F1. Rosso Ferrari, passione evocativa di un passato all’altezza della storia, delusione evolutiva di un presente che abbassa costantemente l’asticella. La cosa più triste è che ormai ci abbiamo fatto l’abitudine. ‘5000 giorni che ti ho vinto‘, si potrebbe dire, non certo per cantare vittoria, ma per rendere l’idea di un numero che da solo rappresenta l’enormità di una sconfitta. Questo infatti il lasso di tempo intercorso dall’ultimo mondiale targato Kimi Raikkonen, nel lontano 21 ottobre 2007.
Rosso che s’infiamma, regalando speranze, lotte all’ultimo respiro, come accaduto nel 2008 con Massa, nel 2010 e nel 2012 con Alonso. Rosso in declino, pallido e scialbo a confondersi nel gruppo, con pochi guizzi degni di nota e acuti dolcissimi che ancora restano nella memoria. Il gran premio di Spagna 2013, ultimo centro per Fernando, o Malesia 2015, la prima di Sebastian a Maranello. Qualche luce che sfugge alla prigione dell’ombra gigante di Red Bull, prima, e di Mercedes, poi.
Rosso che si tinge di porpora, nuova linfa vitale, sangue pulsante nelle vene del Cavallino. Una sensazione magnifica che preannuncia un ritorno, una buona novella, una prova di forza. Vettel incanta con la SF70H, duttile e gentile, ma troppo fragile e indifesa per resistere alla massa d’urto della corazzata teutonica. Sebastian ci riprova in quel maledetto 2018, foriero d’illusioni precoci, maturate con il caldo dell’estate, svanite ai primi refoli di vento autunnale.
Rosso opaco, che caratterizza il nuovo corso targato Mattia Binotto. Lontano dai fasti splendenti, capace di affermarsi, con la SF90, come regina del giro secco, complice il debutto di un fenomenale Leclerc. Velocissima ma sgraziata, fomenta sospetti e genera più di un dubbio. Una vettura poco trasparente, difficile da decifrare, in sintonia con il suo colore. Rosso inganno, come quello della tremenda SF1000, sorella sbagliata, in punizione perenne, incapace di regalare sussulti, buona solo a generare malcontenti.

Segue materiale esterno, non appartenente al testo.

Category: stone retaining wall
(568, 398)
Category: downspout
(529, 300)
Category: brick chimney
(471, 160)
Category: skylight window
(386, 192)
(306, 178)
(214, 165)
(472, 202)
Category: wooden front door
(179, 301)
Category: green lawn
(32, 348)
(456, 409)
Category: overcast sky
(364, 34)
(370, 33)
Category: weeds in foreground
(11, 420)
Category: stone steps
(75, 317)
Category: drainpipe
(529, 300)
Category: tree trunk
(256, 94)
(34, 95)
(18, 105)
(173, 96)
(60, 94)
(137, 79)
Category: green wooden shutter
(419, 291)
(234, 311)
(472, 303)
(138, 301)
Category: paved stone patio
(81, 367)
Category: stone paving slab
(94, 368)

Rosso a metà nell’anno di mezzo, per traghettare la Ferrari dentro la nuova era del fatidico cambio regolamentare. Una vettura senza infamia né lode, bicolore come le sue due facce, figlie di un dualismo esasperato. Incapace di regolarsi, si esprime per estremi e non ha mezze misure. Qualifica o gara, perché tutto non si può avere. Punta ad un terzo posto con la superbia di un ostinato capriccio, ma rivela tutta la sua inconsistenza quando è chiamata a reagire. Non basta la nuova coppia formata da Sainz e Leclerc per renderla più aggressiva. Nulla possono i minimi aggiustamenti concessi. La Ferrari SF21 si barcamena cercando di fare il possibile, agguantando l’impossibile solo in virtù dei piloti. (vedi le due pole).

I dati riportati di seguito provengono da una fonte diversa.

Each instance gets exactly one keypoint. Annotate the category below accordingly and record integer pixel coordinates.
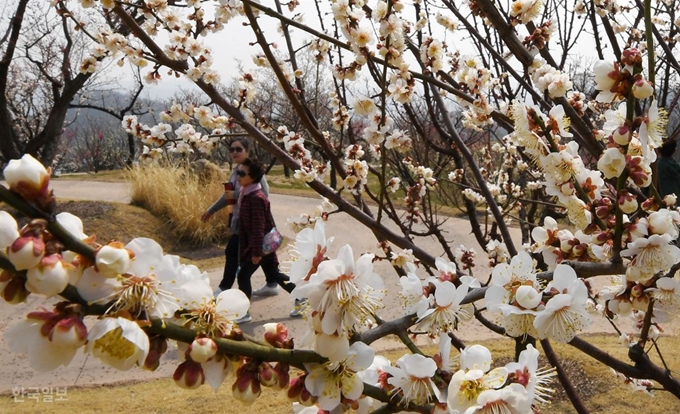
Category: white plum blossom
(344, 293)
(525, 372)
(473, 380)
(9, 230)
(612, 163)
(565, 313)
(154, 285)
(311, 246)
(447, 312)
(412, 379)
(650, 255)
(27, 176)
(47, 349)
(332, 380)
(50, 277)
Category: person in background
(238, 150)
(255, 221)
(668, 169)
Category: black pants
(270, 267)
(231, 254)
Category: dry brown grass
(180, 195)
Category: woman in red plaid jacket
(255, 221)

In Austria lo spagnolo e il monegasco fanno faville, eccelsi nel rimontare dopo qualifiche necessariamente sacrificate. Charles pasticcia al via per troppa foga, ma si redime grazie a una gara da manuale, impreziosita da sorpassi entusiasmanti. Carlos, solido e preciso, è maestro nella gestione della mescola hard. Scegliendo gomme usate mostra un passo invidiabile e la solita concreta tenacia. Entrambi dipingono con pennellate di rosso il Red Bull Ring, intento però a disegnare altri soggetti, a tratteggiare altre scene. Ecco, siamo davvero sicuri che questo possa bastare?
#EssereFerrari è diventato uno stendardo consunto, un drappello stinto, una bandiera a mezz’asta. L’amarezza di un lutto che ci costringe a un’attesa sfiancante, a una fedeltà non corrisposta. Bisogna scegliere se perseverare, con caparbio ottimismo, con ingenua fiducia, alla stregua di Vladimir ed Estragon mentre aspettano Godot. Oppure ritrovare la forma più autentica della passione, che nulla ha a che vedere con l’accettazione e parla la lingua della ribellione, del rosso, di un Cavallino che deve ritornare Rampante. In nostro, ma soprattutto in suo onore.